Um kausale Schlüsse ziehen zu können, wurde nicht nur auf ein weitestgehendes Between-Subjects-Design hingesteuert, sondern auch ein Within-Subjects-Design angestrebt. So konnten sowohl Unterschiede zwischen den Probanden als auch Veränderungen innerhalb eines Probanden erfasst werden. Dies bedingte, dass wiederholt dieselben Messungen an denselben Untersuchungssubjekten erfolgten (Panelstudie). Das Feldexperiment erstreckte sich über einen Zeitraum von November 2008 bis September 2009. Insgesamt 699 männliche Rekruten der Schweizer Armee nahmen als Probanden an der vier Sitzungen umfassenden Experimentalreihe teil. Ein Teil der Probanden wurde im Verlauf des Experiments zu Offizieren oder (höheren) Unteroffizieren befördert. In jeder der vier experimentellen Sitzungen wurden die Probanden auf Überkonfidenz bezüglich berufsspezifischen – hier: militärspezifischen – Fachwissens und bezüglich ihres Allgemeinwissens getestet. Ausserdem wurden eine ganze Reihe psychologischer Konstrukte, wie z.B. Persönlichkeitsfaktoren und Selbstwertgefühl sowie verschiedene sozioökonomische Merkmale, erhoben. Die erste experimentelle Sitzung fand kurz nach dem Start der Rekrutenschule statt – zu diesem Zeitpunkt war nicht bekannt und auch nicht absehbar, wer zu späteren Zeitpunkten einen Beförderungsvorschlag erhalten und befördert würde. Die zweite Sitzung fand sechs Wochen später statt, als bereits bekannt war, wer einen Beförderungsvorschlag erhalten und angenommen hatte. Etwa zehn Monate später, zwei Tage vor der Beförderung, wurde die dritte Sitzung durchgeführt. Vier Tage später, zwei Tage nach der Beförderung, war die vierte und letzte experimentelle Sitzung.
Blendkraft Überkonfidenz
Beförderungen erfüllen ihre Motivations- und Selektionsfunktion nur, wenn die Besten befördert werden. Angesichts der Tatsache, dass die wahre Leistung der Beförderungskandidaten selten perfekt messbar ist, ist diese Annahme allerdings zu hinterfragen. Die Ergebnisse des Feldexperiments zeigen, dass das Ausmass der Überkonfidenz einen deutlichen Einfluss auf die Wahrscheinlichkeit hat, befördert zu werden.
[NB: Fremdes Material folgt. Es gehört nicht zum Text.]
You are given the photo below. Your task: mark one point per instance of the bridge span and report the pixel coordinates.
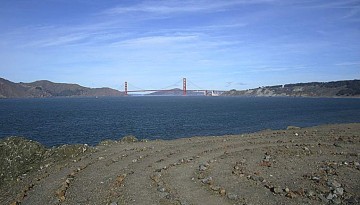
(184, 90)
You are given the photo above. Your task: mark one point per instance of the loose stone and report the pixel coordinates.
(232, 196)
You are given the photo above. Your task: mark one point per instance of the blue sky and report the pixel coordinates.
(215, 44)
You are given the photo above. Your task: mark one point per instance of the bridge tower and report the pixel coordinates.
(184, 86)
(125, 88)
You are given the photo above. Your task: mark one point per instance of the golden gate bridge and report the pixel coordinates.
(184, 90)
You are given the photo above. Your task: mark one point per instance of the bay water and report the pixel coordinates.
(56, 121)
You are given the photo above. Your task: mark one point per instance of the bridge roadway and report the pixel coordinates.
(172, 90)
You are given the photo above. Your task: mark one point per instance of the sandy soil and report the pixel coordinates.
(318, 165)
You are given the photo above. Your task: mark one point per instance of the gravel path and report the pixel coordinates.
(317, 165)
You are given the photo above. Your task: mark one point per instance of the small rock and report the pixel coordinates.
(316, 178)
(291, 195)
(203, 167)
(215, 188)
(337, 201)
(333, 184)
(161, 189)
(120, 179)
(207, 180)
(156, 177)
(222, 192)
(330, 196)
(232, 196)
(276, 190)
(339, 191)
(310, 193)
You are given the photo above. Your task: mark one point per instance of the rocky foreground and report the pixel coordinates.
(318, 165)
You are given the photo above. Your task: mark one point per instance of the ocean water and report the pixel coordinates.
(56, 121)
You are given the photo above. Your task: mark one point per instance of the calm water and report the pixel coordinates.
(55, 121)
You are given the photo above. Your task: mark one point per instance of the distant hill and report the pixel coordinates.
(346, 88)
(44, 88)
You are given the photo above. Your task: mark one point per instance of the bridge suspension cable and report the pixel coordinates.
(198, 87)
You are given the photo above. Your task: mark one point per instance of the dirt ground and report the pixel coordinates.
(317, 165)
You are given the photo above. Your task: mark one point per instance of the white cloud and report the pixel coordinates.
(176, 6)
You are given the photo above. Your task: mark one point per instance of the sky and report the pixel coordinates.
(153, 44)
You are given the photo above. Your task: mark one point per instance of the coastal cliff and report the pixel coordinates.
(347, 88)
(44, 88)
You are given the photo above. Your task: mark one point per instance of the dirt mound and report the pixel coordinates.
(318, 165)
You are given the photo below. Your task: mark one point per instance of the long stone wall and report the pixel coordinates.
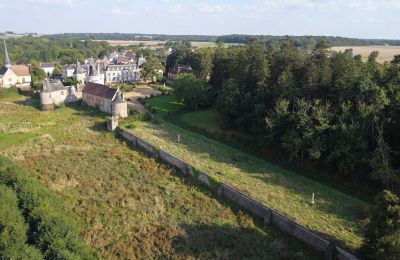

Auch unter Kontrolle eines breiten Spektrums explizit beförderungsrelevanter Kriterien bleibt der Überkonfidenzeffekt stark, hoch signifikant und robust. Doch heisst dies zugleich, dass die Überkonfidentesten anstelle der Kompetentesten befördert werden? Gemäss dem Reglement der Schweizer Armee ist das Fachwissen der Beförderungskandidaten ein explizites Kriterium für die Beförderungsentscheidung. Tatsächlich hat Fachwissen zwar einen schwach positiven, statistisch hoch signifikanten Effekt auf die Wahrscheinlichkeit, befördert zu werden, aber dieser Effekt ist nicht robust. Das Ausmass der Überkonfidenz einer Person ist daher insgesamt ein zuverlässigerer, weil robusterer Indikator für die Beförderungswahrscheinlichkeit als das tatsächliche Fachwissen. Vereinfacht lässt sich sagen: Je überkonfidenter die Beförderungskandidaten sind, desto wahrscheinlicher erhalten sie ein Beförderungsangebot....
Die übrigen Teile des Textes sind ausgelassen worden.